Die Kampagne des Konzerns gaukelt den Bewohner*innen Mitsprache am Projekt und Errungenschaften fürs Viertel vor. Bezahlbarer Wohnraum soll entstehen – was genau als bezahlbar gilt, wird nicht verraten. Ein Teil des neuen Gebäudekomplexes soll lokalen Initiativen, Bands, Künstler*innen zur Verfügung stehen – das ist der billige Versuch, die neue Attraktion schmackhaft zu machen. Drumherum wird mit Urban Gardening und Pop-Up-Radwegen geworben.
Nein zum Einkaufstempel – für den Erhalt der Jobs
Natürlich, der monumentale Karstadt sieht schick aus. Der Prunkbau soll Glanz und Blütezeit der Kaufhäuser zurück ins 21. Jahrhundert bringen – das klingt für den gebeutelten Warenhauskonzern verlockend. Das Gebäude vermittelt Opulenz und damit die Ästhetik, alles besitzen und kaufen zu können. Aber der Schein trügt: Bereits die erste Version des monumentalen Karstadt am Hermannplatz war eine wirtschaftliche Fehlplanung. Kurz nach der Ersteröffnung 1929 kam die Wirtschaftskrise. Der Einkaufstempel erwies sich als Flop.
Der Wiederaufbau erscheint zu Zeiten des Corona-Virus wie eine Farce. Eine schwere weltweite Wirtschaftskrise zeichnet sich ab und Karstadt entlässt 6.000 Angestellte. Die Investitionssumme von 450 Millionen Euro wirkt daher verrückt. Umgerechnet auf die bald entlassenen Angestellten sind das 75.000 Euro pro Kopf.

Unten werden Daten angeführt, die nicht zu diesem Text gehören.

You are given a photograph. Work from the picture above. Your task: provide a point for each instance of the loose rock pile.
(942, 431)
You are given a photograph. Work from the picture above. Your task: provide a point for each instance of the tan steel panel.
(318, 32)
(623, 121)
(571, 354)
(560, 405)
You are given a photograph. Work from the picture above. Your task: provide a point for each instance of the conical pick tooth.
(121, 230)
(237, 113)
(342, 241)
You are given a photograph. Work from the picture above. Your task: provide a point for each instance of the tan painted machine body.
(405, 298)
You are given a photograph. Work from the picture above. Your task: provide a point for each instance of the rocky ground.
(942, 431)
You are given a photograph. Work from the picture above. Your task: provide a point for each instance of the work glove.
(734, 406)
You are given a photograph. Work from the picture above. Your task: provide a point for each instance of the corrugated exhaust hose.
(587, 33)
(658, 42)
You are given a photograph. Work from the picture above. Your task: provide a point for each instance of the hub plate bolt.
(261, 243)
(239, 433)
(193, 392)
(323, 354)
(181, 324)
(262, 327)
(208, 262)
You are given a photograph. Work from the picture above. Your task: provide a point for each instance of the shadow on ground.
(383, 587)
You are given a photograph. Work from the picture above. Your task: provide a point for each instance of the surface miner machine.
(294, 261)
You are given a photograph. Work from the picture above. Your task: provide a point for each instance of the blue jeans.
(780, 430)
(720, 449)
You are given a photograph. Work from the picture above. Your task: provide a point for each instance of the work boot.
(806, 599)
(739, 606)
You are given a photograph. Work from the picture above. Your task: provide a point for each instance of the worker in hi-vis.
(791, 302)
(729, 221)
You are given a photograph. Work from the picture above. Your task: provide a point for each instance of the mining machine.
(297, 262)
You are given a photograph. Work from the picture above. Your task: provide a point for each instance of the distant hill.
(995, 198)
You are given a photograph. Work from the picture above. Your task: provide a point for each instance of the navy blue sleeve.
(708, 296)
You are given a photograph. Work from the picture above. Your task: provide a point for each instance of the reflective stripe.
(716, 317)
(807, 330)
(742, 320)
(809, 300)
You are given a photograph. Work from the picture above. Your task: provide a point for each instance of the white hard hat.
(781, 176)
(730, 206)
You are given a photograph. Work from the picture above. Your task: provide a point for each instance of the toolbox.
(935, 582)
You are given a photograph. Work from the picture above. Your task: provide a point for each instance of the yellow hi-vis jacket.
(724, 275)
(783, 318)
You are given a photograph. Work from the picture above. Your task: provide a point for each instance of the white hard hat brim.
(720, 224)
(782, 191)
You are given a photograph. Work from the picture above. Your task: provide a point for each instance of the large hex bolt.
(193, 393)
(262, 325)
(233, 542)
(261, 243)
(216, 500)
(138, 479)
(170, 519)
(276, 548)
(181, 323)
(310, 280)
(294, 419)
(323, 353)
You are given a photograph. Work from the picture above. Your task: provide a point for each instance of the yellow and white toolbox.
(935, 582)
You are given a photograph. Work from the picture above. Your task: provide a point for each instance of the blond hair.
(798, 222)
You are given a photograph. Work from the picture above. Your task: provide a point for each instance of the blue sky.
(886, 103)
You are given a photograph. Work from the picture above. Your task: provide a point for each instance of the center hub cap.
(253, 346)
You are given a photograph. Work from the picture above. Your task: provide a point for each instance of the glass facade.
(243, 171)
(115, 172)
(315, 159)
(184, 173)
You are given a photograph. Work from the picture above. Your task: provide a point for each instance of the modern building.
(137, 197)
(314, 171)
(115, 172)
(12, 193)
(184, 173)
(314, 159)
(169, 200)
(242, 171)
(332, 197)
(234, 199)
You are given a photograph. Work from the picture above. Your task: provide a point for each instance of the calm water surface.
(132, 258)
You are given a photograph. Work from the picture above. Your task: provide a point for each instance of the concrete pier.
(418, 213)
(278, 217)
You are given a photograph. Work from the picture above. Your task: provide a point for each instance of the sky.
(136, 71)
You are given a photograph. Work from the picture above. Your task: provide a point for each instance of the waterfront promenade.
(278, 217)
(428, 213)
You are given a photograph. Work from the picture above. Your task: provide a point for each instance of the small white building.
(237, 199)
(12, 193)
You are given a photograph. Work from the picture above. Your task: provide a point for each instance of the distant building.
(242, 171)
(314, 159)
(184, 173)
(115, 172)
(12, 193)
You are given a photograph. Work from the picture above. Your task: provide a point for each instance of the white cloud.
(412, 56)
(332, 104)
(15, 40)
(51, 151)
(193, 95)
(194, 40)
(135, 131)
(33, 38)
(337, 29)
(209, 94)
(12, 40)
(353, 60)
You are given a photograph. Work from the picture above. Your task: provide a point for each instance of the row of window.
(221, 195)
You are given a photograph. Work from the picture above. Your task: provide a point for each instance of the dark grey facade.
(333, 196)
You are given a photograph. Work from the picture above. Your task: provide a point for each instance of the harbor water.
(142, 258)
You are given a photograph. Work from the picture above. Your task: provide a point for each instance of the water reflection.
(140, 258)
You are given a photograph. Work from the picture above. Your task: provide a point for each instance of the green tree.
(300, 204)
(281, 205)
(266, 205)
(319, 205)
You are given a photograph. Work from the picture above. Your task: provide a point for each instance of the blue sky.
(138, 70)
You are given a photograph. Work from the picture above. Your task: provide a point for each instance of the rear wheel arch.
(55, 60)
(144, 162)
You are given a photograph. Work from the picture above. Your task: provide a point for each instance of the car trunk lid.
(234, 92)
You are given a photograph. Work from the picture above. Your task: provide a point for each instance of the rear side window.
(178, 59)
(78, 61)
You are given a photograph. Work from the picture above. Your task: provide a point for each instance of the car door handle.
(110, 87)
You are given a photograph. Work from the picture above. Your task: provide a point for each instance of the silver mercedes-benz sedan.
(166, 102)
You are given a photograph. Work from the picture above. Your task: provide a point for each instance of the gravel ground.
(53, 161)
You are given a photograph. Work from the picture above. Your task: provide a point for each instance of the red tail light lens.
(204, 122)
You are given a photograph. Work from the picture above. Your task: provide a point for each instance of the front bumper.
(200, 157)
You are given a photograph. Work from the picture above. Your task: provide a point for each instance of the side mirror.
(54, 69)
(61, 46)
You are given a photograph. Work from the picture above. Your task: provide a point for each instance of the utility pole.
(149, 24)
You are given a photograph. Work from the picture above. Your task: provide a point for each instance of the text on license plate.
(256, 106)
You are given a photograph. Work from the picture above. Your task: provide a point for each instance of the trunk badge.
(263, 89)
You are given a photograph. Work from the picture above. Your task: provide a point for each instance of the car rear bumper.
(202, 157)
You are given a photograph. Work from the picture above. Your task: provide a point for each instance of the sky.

Für den neuen alten Karstadt werden – wenn er überhaupt gebaut wird – die bisherigen Angestellten von Karstadt und die Neuköllner*innen bezahlen. Die Gewinne hingegen streicht der Investor René Benko ein.
Die Angestellten sollten nicht für Benkos Lieblingsspielzeug mit ihren Jobs und ihrer Zukunft bezahlen. Es darf keine Entlassungen bei Karstadt geben.